Cabe reconhecer, no caso, o concurso formal de crimes (CP, art. 70) em razão das circunstâncias fáticas e aplicar a pena mais grave de 2 (dois) anos e 10 (dez) dias-multa, majorada de 1/6 (um sexto), para 2 (dois) anos e 4 (quatro) meses de reclusão e 11 (onze) dias-multa.

Fixo o regime inicial aberto (CP, art. 33, § 2ª, c) e cada dia-multa no valor mínimo legal, com correção monetária a partir da data dos fatos.

Presentes os requisitos do art. 44 do Código Penal, substituo a pena privativa de liberdade por 2 (duas) restritivas de direitos, consistentes em prestação pecuniária de 1 (um) salário mínimo em favor de entidade beneficente (CP, art. 43, I, c. c. o art. 45, §§ 1º e 2º) e prestação de serviço à comunidade ou a entidades públicas (CP, art. 43, IV, c. c. o art. 46), pelo mesmo tempo da pena privativa de liberdade, cabendo ao Juízo das Execuções Penais definir a entidade beneficiária, o local de prestação de serviços e observar as aptidões do réu.

Ante o exposto, DOU PROVIMENTO à apelação do Ministério Público Federal para condenar Flaviano Alves de Souza pelos crimes do art. 29, § 1º, III da Lei n. 9.605/98 e do art. 296, §1º, do Código Penal, em concurso formal, a 2 (dois) anos e 4 (quatro) meses de reclusão, regime inicial aberto, e a 11 (onze) dias-multa, cada qual no valor mínimo legal, com substituição da pena privativa de liberdade por penas restritivas de direito, nos termos supramencionados.

É o voto.



E M E N T A

 

PENAL. PROCESSO PENAL. ART. 29, § 1º, III DA LEI N. 9.605/98 E ART. 296, §1º, DO CÓDIGO PENAL. MATERIALIDADE E AUTORIA PROVADAS. PRINCÍPIO DA CONSUNÇÃO. RECURSO ESPECIAL PROVIDO. AFASTADA A APLICAÇÃO DO PRINCÍPIO.O. APELAÇÃO PROVIDA.

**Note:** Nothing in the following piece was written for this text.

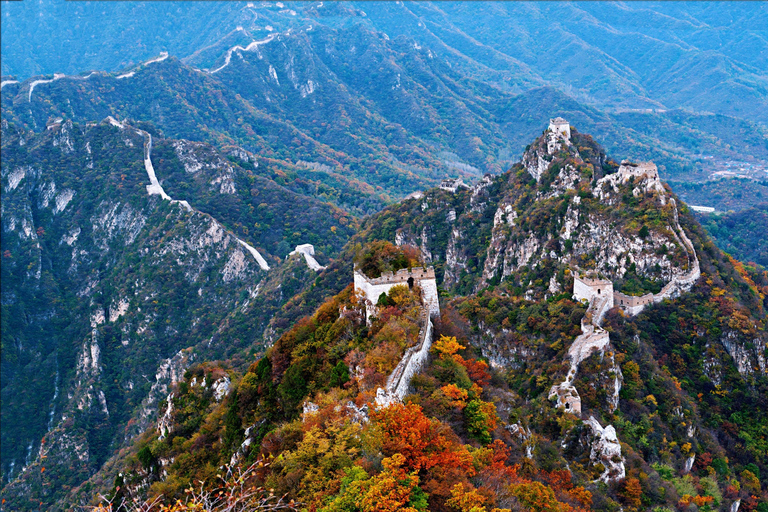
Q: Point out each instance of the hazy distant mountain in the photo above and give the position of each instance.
(708, 57)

1. Materialidade e autoria provadas com base na prova documental e pelas próprias declarações do réu.

2. Afastada a aplicação do princípio da consunção entre os delitos do art. 29, § 1º, III, da Lei n. 9.605/98 e do art. 296, § 1º, III, do Código Penal.

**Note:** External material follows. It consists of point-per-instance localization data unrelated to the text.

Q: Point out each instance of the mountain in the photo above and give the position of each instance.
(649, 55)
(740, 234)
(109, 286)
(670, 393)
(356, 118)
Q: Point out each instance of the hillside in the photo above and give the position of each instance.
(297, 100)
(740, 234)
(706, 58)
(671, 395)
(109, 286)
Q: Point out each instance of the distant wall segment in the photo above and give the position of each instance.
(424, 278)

3. Comprovado o dolo eventual da prática delitiva.

4. Dado provimento à apelação do Ministério Público Federal para condenar Flaviano Alves de Souza pelos crimes do art. 29, § 1º, III da Lei n. 9.605/98 e do art. 296, §1º, do Código Penal, em concurso formal, a 2 (dois) anos e 4 (quatro) meses de reclusão, regime inicial aberto, e a 11 (onze) dias-multa, cada qual no valor mínimo legal, com substituição da pena privativa de liberdade por penas restritivas de direitos.


  ACÓRDÃO

Vistos e relatados estes autos em que são partes as acima indicadas, a Quinta Turma, por maioria, decidiu DAR PROVIMENTO à apelação do Ministério Público Federal para condenar Flaviano Alves de Souza pelos crimes do art. 29, § 1º, III da Lei n. 9.605/98 e do art. 296, §1º, do Código Penal, em concurso formal, a 2 (dois) anos e 4 (quatro) meses de reclusão, regime inicial aberto, e a 11 (onze) dias-multa, cada qual no valor mínimo legal, com substituição da pena privativa de liberdade por penas restritivas de direito, nos termos do voto do Relator Des. Fed. André Nekatschalow, acompanhado pelo Des. Fed. Paulo Fontes, vencido o Des. Fed. Mauricio Kato que, afastada a consunção pelo stj, mantinha, no mérito, a absolvição do acusado quanto ao art. 296, 1º, CP., nos termos do relatório e voto que ficam fazendo parte integrante do presente julgado.